Beam’s only allies arrive in the form of wounded meatheads; guys (and they’re all guys) who say that university is a time-wasting crock of shit for people who can read books but can’t build the bookcase to stick them in. And then someone called Hamish calls in to say that not only has he read all the books in the bookcase he built himself, but that the bookcase he built himself rests within the million-dollar eco-house he built himself that recently featured on Grand Designs Australia. ‘Did you see it?’ asks Hamish. Beam: ‘No, I didn’t.’ Hamish: ‘It’s a show about architecture.’ Beam: ‘Yes, I know that.’ Fuck.
But mostly Harvey hasn’t counted on university students ringing in. Ringing in, texting, emailing, facebooking and tweeting their download accounts off. Aren’t you meant to be studying? Beam thinks. Or fixing a basket to a bike? They’re not even remotely located in his demographic. Arts students, medical students, international students, postgrads … they’ve all got an opinion and it isn’t his.
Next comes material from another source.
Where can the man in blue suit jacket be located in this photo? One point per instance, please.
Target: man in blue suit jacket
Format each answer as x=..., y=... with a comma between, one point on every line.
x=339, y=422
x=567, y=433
Beam doesn’t mind being challenged, doesn’t even mind being wrong occasionally, but he hates when the show jumps track completely and starts gaining a speed that he can’t control.
He makes a time-call at 5.29, just before headlines, and warily looks up through the glass at Gemma. She is impassive; he can’t read her mood. It might just be the girl’s most marketable skill that she can so convincingly hide being pissed off.
Then his eyes adjust and Beam sees that Gemma is not alone. Behind her stands the station manager, Ron Ibbotsen. Ribbot. He has his arms folded, hands gripping his cuffs. Simultaneously subdued and seething, it would appear, and it looks like he’s settled in. This isn’t just a friendly tour of the facilities.
Gemma throws Harvey a bone. She phones a guy who had called the morning presenter that day about the dying art of reading. A measured old fellow, he had discussed the economic benefits of self-education; said he’d read more than five hundred books in the last three years—far more than any he might in any university degree. He wasn’t boasting, merely saying, ‘Why pay university fees? Libraries are free.’ Gemma gets him on the phone and encourages him to add some levity to Beam’s conversation, which he happily does.
‘Thanks’, Beam types into the studio monitor for Gemma’s viewing on the other side. He shoots a thumb in the air.
‘Welcome’, she types back. ‘How were you to know Ribbot’s wife is an arts professor at Deakin, his kids are all studying arts, and the station proprietor has just joined the Senate at his alma mater, UTS?’
Jesus.
So soon after the awards dinner debacle and on the back of last week’s shitstorm, when Beam had inadvertently outed a retired Catholic priest, prompting a legal letter from the office of Cardinal George Pell and all sorts of hellfire from the gay community (whom he thought would be happy), today’s show is not what Harvey needs. He’s had a bad run. Is either fading to black or spinning towards implosion. Willing failure to give him a leave pass.
He feels it, the loosening. Something has become untethered. Something, somehow has got lost.